Doris did the math quickly in her head. “That’s twelve dollars a day!” she said. Do you think you can do it?”
Amelia Bedelia thought it over for at least half a second. Then she gave Doris a thumbs-up and Pete her firmest handshake ever. “You’ve got a deal!”
from: Amelia Bedelia Means Business
written by Herman Parish
illustrated by Lynne Avril
Greenwillow Books, 2013
I’ve always been pretty good at saving money. My grandfather kept his money in a bank and encouraged us kids to, too. Back in the day, banks gave their customers a premium (a token gift that who really wanted, anyway? like etched glasses with the name of the bank on them, or steak knives with wooden handles).
I never had enough money at one time to “earn” a premium, but my grandpa taught me about interest, the money the bank paid me for letting them use my account. I was little, and I didn’t get how they used it. Giving it to someone else to buy a house didn’t make sense to my six-year-old brain. Grandpa never got into the other half of the interest equation where the house-buying customer paid the bank for using their money, which when you think about it could have been mine.
When I was old enough to have a job, I opened up my own checking account. My parents taught me how to spend within my means. Even with my math issues, arithmetic and I get along okay. My checkbook is always in balance, but these days, I write less and less checks. I’ve gotten used to automatic deposits and payments. I use an automated phone service to pay my credit card bill, but I draw the line at virtual money. What is that, even?
Elon Musk, started PayPal. Yep, the SpaceX and Tesla guy. In the mid 1990s, he started a computerized map-making platform used by marketers to find potential customers. Mr. Musk earned his first millions when Compaq, the computer manufacturer, bought his company. Musk used his earnings to start an online financial services company, X.com. In 2000, he bought Confinnity, another financial company and rebranded the merger PayPal.
PayPal is not a bank. A PayPal account is a holding place for money, like a bank account. The advantage for the account holder is to keep personal information private, away from sellers, whether buying from a company like Amazon or a seller on eBay. The buyer uses a debit or credit card to put money into a PayPal account and the seller uses an access number to receive payment, in an instant. PayPal boasts 73 million users.
Enter bitcoin. It’s been around since 2008. Other types quickly followed its example. Now, about four thousand types of cryptcurrency exist in the marketplace.
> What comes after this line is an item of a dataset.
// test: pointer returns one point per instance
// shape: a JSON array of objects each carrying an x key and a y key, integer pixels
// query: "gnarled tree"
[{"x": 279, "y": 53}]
Cryptocurrencies are digital currencies managed through advanced encryption techniques and maintained by a group of volunteers. The privacy factor is strong, but if you lose your bitcoin through a hack or theft, it’s gone. With no recourse. And, if you buy something, it’s yours. No returns.
Truth is, I got a little lost in my bitcoin/altcoin research. I don’t understand it very much better than I did before. We’ll use bitcoin as an example. Two distinct aspects make up this type of virtual currency.
Here’s the best explanation I found, directly from coindesk.com
“Bitcoin-the-token is a snippet of code that represents ownership of a digital concept – sort of like a virtual IOU. Bitcoin-the-protocol is a distributed network that maintains a ledger of balances of bitcoin-the-token.
“The system enables payments to be sent between users without passing through a central authority, such as a bank or payment gateway. It is created and held electronically. Bitcoins aren’t printed, like dollars or euros – they’re produced by computers all around the world, using free software. Bitcoin can be used to pay for things electronically, if both parties are willing.”
So it’s virtual money, but real. It’s like PayPal because it acts as a third party for buying stuff. But you can buy cryptocurrency. It is encrypted and safe. Problem is, it is worth what the fluctuating market says it is worth. And the price fluctuates. A lot.
As of 5:30 (in Ohio) this morning (5/14/19) one bitcoin is worth $8,129.04. Twenty-four hours ago it was worth $7,105.90. Here’s a chart to show you minute by minute fluctuations. https://www.coindesk.com/price/bitcoin
Some say it is better to buy bitcoin, say, and keep it, an investment. Because who knows what it will be worth when you want to buy something? According to coindesk’s article from January, 2018, bitcoin is accepted many places. https://www.coindesk.com/information/what-can-you-buy-with-bitcoins .
As for me, I like the concrete sound and touch of those little metal coins jingling in my pocket. I like paying for my stuff at a store with foldable bills. Checks and credit cards and on-line shopping are all okay, too, but where money is concerned, I’m pretty hands-on.
Literally, a little like Amelia Bedelia.